What is clear reflecting on issues around policy development and commissioning of mental health services is that there is a collective system of failure plus a lack of leadership at all levels.
Sadly, the current models of service development and thinking are not working and there is no space to develop a black perspective on solutions and new models of care.
We have had more than thirty years of race equality training, strategies, pledges, and indicator sets which have failed to shift the agenda, much to the dismay of many service users, frontline staff, senior system leaders, activist and politicians.
This further adds to the malaise and the perception that “black mental health” is an intractable issue that is impossible to address.
How can we affect change?
Thus, we need to create a new agenda by exploring structural racism in society and its impact on mental health services and a wider approach to mental public health.
A new initiative called Black Thrive is a new partnership approach that was established in June 2017 to tackle the issue of mental health in the London borough of Lambeth. Lambeth is one of the largest black populations in Britain and is often seen as the centre of black cultural expression and the home of black Britons as a result of the Windrush migration from 1948.
Black Thrive came out of the forty recommendations from Lambeth Council establishing an independent commission called the Black Health and Wellbeing Commission, which looked at the implications of the death of Sean Rigg in 2008. It examined how mental health services and the public health agenda could be improved to support African and Caribbean community’s mental wellbeing.
Black Thrive is using the principles and values of co-production where the community and statutory partners worked together around a solution focus using a shared measure system and unpacking big data.
This is the real work that the government must adopt and encourage across all public bodies if the Race Disparity Audit is to have any meaning and value.
Also, it would be great for the government as part of the delivery or action plan, to take on board two recommendations from the UN review of race equality in Britain which could make a difference to the Black community:
“The State party should take effective measures to ensure the accessibility, availability and quality of health care services to persons belonging to ethnic minorities throughout its jurisdiction. The Committee stresses the particular importance of adopting measures to effectively address the overrepresentation of persons of African Caribbean descent treated in psychiatric institutions and the disproportionate use of restraint, seclusion and medication.”

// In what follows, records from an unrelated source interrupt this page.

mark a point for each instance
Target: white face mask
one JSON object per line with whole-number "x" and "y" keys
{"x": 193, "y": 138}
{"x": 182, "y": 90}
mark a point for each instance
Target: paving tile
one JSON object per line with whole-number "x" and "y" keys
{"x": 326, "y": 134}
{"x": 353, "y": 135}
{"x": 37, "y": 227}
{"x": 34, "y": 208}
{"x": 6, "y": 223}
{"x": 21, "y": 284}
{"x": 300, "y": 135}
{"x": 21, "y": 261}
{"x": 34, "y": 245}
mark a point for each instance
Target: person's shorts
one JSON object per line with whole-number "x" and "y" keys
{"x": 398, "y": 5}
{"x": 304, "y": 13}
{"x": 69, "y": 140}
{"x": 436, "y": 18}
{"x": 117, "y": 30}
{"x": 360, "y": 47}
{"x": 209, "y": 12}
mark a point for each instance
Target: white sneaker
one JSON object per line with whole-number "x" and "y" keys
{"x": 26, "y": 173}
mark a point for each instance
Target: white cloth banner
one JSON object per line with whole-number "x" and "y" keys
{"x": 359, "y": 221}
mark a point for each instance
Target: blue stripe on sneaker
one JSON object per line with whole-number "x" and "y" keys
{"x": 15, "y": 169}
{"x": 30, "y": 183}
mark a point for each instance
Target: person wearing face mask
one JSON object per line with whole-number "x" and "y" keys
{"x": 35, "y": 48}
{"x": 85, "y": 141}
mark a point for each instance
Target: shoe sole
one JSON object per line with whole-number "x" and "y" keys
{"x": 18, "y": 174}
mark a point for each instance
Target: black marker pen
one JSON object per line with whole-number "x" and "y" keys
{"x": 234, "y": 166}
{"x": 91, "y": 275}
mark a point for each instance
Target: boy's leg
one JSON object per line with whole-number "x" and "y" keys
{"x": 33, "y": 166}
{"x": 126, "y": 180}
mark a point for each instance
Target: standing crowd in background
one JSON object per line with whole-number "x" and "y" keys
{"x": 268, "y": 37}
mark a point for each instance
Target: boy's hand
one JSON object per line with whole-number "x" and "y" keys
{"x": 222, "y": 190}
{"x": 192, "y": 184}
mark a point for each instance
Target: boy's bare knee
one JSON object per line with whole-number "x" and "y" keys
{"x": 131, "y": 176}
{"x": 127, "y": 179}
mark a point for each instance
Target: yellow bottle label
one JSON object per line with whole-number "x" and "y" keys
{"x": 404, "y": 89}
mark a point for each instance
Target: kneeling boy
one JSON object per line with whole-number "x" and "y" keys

“Recalling its general recommendation No. 34 (2011) on racial discrimination against people of African descent, the Committee recommends that the State party consider adopting a national action plan to combat discrimination against persons of African descent, in partnership and consultation with communities of African descent, with concrete targets, implementation mechanisms and adequate resources. The Committee also encourages the State party to prepare and implement a suitable programme of measures and policies for the implementation of the International Decade for People of African descent, proclaimed by the General Assembly in its resolution 68/237, considering General Assembly resolution 69/16 on the programme of activities.”
With the government’s plans to have an independent review of the 2007 Mental Health Act under the leadership of Professor Sir Simon Wessely we can use the race disparity audit data to provide an opportunity to shape the review and to engage with a with range of stakeholders especially from BAME communities to influence the review and proposed legislation.